Omer Reed told me years ago that “Getting to do the dentistry is a lot harder than doing the dentistry” and it is true today as ever, as choices and options and insurance plans proliferate. You don’t get to do more dentistry by finding more problems but you may do more by relating those concerns to what the patient wants for themselves, right?
I think the future holds incredible promise for dentists who are willing to listen, to stay current and to provide high levels of care, in a warm and personal environment. But that will include great esthetics- both dental and facial, a comfortable and functional occlusion, and a very high level of continuing care!
Now we’re talkin’ Rick. And BTW—that discussion over on Facebook was getting a little out of hand—when Dan Marino showed up—because I consider myself the eternal rookie.
John Bryson says
Appreciate your comment about the Facebook discussion. I’m happy that you posted on FB though, because it introduced me to this web site of progressive thinkers. We are all rookies and there is always more to learn.
Alan Stern says
There we are! I think we’re all on the same page. To me, it’s about getting that patient to own their own problem(s) and take action based on the information they get from me.
My greatest frustration occurs when people choose to ignore the big issues after a long exam and discussion process WITH photographs.
Alan — I remember when Abbie Hoffman and Jerry Rubin were hippies—leaders of a whole generation. Then that generation changed–poor Abbie didn’t survive but Jerry became a Yuppie—and so a whole generation of people became consumed with a whole new lexicon — and the focus became “productivity.” The examination wasn’t created for the sole purpose of production —PLEASE — explain that to all of the dental consultants out there—dentistry is about more than production.
So then there was Crosby Stills and Nash —who told us to “Teach Our Children Well,” but we blew that…so now the sins of our fathers (I love cliche’s) are upon us.
Maybe we can’t change mindsets—but the comprehensive exam had the same rationale for LD Pankey as it has for us—to collect data—and establish rapport. The rest is another topic.
I like this forum better than Facebook—too many Philistines over there.
Rick Coker says
Everybody’s experience is different, but I look back and often things that I thought were simple are not, and things I thought were complex were simple! But the more you know, the more you realize you are dependent on the patient’s tolerance and that isn’t a fixed value. I agree with you, that getting cocky about what we know is dangerous!

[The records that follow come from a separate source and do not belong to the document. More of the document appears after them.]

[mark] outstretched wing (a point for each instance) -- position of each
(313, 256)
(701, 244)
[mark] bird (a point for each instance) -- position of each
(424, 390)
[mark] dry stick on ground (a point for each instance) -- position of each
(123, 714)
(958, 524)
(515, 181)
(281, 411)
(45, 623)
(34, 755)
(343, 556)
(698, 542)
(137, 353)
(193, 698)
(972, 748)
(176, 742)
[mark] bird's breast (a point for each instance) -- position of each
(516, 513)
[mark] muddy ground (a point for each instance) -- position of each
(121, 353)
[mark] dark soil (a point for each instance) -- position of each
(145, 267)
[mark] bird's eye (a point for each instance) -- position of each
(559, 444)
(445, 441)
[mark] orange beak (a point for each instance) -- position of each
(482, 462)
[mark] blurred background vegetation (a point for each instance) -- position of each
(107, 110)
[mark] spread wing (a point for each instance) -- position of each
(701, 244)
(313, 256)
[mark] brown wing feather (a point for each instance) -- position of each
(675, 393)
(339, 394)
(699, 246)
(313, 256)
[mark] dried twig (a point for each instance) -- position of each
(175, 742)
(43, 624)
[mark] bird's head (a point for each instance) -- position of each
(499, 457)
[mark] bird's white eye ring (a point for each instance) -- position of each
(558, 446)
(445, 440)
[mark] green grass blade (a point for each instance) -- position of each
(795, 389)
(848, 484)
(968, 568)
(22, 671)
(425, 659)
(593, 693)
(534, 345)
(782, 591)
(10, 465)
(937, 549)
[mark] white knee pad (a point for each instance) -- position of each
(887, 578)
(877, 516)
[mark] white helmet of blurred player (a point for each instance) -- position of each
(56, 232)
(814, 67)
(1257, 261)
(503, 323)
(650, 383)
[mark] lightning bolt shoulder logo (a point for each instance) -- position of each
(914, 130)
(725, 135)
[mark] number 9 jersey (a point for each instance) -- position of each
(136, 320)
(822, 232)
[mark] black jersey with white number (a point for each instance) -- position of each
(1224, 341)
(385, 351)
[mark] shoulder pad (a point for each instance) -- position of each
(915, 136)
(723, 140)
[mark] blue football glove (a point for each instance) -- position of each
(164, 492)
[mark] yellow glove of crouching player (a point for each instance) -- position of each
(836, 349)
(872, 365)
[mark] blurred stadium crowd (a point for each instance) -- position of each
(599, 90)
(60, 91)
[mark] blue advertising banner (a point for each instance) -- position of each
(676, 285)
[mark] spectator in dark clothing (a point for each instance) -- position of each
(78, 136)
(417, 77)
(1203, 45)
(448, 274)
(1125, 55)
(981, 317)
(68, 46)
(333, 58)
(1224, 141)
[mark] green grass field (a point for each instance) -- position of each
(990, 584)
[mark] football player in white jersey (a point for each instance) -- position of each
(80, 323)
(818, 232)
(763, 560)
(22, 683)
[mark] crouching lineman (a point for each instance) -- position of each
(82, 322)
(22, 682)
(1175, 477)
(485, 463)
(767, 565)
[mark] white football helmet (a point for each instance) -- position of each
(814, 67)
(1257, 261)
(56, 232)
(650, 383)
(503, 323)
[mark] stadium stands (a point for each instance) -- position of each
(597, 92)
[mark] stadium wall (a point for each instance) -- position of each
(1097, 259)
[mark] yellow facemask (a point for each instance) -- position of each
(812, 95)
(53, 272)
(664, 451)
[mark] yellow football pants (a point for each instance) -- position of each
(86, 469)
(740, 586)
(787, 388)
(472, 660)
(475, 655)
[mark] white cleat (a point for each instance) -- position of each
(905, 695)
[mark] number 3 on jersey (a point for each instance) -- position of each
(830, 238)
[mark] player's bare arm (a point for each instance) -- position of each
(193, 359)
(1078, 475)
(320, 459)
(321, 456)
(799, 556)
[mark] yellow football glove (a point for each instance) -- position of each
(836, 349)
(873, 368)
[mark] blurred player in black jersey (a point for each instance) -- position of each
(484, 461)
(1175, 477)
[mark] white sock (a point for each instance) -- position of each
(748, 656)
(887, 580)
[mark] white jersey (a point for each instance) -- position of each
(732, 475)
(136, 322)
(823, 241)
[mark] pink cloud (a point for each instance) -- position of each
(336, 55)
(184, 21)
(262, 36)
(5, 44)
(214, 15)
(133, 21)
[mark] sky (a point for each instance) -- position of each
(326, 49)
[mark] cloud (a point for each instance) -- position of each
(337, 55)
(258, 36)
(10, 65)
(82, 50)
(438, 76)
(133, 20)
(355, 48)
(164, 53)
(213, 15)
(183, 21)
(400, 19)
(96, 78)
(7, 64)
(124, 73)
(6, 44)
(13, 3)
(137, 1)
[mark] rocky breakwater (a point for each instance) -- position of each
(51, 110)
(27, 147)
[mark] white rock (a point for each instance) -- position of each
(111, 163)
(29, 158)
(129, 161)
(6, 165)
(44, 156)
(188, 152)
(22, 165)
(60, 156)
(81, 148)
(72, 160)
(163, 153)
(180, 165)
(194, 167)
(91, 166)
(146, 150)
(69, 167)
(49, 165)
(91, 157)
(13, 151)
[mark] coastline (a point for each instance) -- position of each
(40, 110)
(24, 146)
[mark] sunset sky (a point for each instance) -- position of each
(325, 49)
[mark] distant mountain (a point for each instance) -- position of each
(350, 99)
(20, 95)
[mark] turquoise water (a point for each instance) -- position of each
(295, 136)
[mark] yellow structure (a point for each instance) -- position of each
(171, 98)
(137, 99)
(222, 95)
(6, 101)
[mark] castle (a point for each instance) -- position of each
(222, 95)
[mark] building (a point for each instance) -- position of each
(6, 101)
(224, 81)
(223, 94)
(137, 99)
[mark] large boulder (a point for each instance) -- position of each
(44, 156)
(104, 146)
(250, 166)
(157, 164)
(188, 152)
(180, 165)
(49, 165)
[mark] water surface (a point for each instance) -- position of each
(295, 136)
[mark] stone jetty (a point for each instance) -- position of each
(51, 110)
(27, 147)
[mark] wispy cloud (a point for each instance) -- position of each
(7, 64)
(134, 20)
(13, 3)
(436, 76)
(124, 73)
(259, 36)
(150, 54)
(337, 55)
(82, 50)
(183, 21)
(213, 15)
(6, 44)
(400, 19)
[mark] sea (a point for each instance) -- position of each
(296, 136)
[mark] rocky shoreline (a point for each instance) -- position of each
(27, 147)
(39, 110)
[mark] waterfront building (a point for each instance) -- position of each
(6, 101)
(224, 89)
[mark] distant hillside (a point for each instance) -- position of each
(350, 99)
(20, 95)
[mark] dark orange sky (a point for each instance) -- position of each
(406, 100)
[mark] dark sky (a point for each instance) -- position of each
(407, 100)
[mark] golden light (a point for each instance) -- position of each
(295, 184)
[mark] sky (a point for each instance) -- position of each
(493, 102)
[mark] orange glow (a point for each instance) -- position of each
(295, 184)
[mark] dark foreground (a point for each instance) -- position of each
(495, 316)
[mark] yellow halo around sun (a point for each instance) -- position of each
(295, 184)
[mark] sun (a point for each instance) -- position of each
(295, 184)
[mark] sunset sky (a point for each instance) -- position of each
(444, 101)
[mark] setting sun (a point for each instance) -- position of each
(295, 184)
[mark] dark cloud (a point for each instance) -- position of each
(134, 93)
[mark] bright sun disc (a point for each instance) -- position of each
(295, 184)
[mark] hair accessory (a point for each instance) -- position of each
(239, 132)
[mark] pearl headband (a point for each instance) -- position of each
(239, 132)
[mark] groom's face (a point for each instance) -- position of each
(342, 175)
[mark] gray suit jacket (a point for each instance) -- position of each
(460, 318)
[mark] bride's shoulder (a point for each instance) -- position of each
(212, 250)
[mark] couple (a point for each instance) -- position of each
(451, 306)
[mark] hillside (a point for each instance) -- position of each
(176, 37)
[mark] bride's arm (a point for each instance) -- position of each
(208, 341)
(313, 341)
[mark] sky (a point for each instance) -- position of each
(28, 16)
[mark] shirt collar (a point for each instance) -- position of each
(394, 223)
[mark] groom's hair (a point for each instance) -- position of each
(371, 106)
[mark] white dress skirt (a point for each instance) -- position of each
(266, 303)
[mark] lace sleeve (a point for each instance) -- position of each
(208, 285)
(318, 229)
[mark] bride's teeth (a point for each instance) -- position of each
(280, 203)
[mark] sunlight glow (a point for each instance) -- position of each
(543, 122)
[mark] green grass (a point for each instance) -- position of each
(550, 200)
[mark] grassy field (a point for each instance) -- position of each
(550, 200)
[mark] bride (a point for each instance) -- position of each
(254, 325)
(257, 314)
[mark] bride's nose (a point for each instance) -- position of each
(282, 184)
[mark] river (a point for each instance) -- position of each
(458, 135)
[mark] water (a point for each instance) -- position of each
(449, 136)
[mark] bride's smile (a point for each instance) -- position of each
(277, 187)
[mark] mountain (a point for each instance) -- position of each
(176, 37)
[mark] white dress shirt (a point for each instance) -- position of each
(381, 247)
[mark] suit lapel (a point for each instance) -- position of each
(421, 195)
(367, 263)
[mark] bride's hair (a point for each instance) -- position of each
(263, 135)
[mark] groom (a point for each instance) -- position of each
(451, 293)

Getting back to the subject at hand- A complete exam is necessary for anybody in my office who wants to be part of the family, but often that isn’t on the first visit!
Like mentioned I think it will depend on the patient and their needs. I agree though that not rushing everything in one appointment is important and inviting them back is a great way to go over everything, the key though with some patients is whether or not they will want to come back as most want to get everything done at one time.